ICI, centrali elettriche nel sacco

“Grazie alla Lega Nord la lunga partita della valutazione dell’ICI sulle centrali elettriche iniziata nel 2000 e giocata a suon di vertenze tra comuni ed Enel può considerarsi conclusa”. Commenta così il parlamentare camuno l’approvazione dell’emendamento Caparini al decreto legge sugli enti locali e aggiunge: “Finalmente abbiamo messo la parola fine alla vergognosa pratica dell’auto – determinazione unilaterale da parte dell’Enel delle rendite catastali per le centrali termoelettriche, causa di una notevole riduzione del gettito ICI per tutti i comuni sedi di centrali, di cui ben 128 lombardi.
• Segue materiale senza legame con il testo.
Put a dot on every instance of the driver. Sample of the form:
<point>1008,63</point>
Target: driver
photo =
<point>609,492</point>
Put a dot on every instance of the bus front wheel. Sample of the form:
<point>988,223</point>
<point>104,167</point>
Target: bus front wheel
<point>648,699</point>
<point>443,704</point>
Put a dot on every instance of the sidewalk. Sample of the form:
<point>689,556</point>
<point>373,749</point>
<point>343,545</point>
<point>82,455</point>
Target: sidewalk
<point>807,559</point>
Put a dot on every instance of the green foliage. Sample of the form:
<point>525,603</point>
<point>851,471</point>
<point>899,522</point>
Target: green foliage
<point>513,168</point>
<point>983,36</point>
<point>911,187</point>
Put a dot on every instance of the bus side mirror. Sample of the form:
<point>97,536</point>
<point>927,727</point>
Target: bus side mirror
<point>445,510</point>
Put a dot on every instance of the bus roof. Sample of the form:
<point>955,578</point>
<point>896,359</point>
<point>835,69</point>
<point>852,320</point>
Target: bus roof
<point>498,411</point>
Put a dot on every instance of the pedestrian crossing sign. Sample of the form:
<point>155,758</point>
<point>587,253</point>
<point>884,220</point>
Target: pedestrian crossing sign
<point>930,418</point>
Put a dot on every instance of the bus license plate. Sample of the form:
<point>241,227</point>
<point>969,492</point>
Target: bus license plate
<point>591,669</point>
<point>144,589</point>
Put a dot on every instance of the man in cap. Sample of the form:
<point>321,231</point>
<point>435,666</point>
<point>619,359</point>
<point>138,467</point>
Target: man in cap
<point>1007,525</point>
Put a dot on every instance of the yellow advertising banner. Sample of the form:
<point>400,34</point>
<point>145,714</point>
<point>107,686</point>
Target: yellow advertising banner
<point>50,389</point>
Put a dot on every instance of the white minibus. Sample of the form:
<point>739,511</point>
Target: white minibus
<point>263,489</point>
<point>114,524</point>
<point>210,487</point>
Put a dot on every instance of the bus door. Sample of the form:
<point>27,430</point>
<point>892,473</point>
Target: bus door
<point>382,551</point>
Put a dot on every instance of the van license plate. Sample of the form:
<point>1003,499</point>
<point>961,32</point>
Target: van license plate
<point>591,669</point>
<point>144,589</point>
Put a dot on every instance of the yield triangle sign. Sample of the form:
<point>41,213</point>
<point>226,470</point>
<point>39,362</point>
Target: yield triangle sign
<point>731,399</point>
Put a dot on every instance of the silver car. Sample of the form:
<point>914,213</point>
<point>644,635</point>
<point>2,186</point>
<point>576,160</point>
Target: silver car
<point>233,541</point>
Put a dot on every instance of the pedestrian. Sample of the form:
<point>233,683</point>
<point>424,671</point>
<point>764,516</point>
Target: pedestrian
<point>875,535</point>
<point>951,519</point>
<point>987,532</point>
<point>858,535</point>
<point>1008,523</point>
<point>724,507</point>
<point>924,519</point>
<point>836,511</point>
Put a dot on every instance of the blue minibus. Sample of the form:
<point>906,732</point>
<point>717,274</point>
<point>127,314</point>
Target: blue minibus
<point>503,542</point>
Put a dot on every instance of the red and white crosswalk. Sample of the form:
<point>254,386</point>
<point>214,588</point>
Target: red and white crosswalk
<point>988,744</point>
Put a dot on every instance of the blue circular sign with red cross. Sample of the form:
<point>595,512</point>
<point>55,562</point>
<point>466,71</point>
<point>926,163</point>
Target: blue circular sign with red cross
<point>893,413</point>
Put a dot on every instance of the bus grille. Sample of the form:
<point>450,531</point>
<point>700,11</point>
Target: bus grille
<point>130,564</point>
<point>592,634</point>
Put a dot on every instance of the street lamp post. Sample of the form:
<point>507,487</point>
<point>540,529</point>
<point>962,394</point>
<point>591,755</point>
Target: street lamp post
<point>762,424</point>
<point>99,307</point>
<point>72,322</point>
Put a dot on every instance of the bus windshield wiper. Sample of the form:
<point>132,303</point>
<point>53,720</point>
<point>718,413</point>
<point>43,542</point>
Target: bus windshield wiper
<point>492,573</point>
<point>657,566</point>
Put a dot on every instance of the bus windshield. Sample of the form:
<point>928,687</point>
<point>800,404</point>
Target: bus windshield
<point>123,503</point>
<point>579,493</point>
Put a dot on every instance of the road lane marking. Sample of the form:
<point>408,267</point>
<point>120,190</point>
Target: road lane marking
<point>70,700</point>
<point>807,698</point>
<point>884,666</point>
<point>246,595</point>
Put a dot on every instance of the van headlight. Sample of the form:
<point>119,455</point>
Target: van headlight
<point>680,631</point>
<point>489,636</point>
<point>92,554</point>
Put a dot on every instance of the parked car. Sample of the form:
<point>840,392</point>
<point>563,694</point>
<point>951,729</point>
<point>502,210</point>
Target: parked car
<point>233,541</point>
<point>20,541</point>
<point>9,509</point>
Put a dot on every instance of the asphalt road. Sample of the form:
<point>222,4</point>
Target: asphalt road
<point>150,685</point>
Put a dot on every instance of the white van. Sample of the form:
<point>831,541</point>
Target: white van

Si tratta di una grande vittoria sulla lobby dell'Enel, che sino all'ultimo ha tentato di impedire l'approvazione di questo emendamento volto a riparare ad  un'ingiustizia che dura da anni”.

“In pratica – spiega l’On. Caparini - la base imponibile per il calcolo della rendita catastale delle centrali elettriche aumenta: alla determinazione della rendita concorreranno gli elementi costitutivi degli opifici e degli altri immobili costruiti per specifiche esigenze commerciali e industriali anche se fisicamente non incorporati al suolo. L'emendamento chiarisce che i fabbricati e le costruzioni stabili sono costituiti dal suolo e dalle parti a esso strutturalmente connesse, anche in via transitoria, cui possono accedere, mediante qualsiasi mezzo di unione, parti mobili allo scopo i realizzare un unico bene complesso. Con la conseguenza che dovranno essere rideterminati i trasferimenti erariali agli enti locali interessati. Una norma che vale circa 200 milioni di gettito”.

Questo è il contenuto dell'Art. 1-quinquies - disposizioni per la salvaguardia finanziaria dei comuni - della legge 31 maggio 2005, n. 88 recante "Conversione in legge, con modificazioni, del decreto-legge 31 marzo 2005, n. 44 recante disposizioni urgenti in materia di enti locali" pubblicata nella Gazzetta Ufficiale n. 125 del 31 maggio 2005.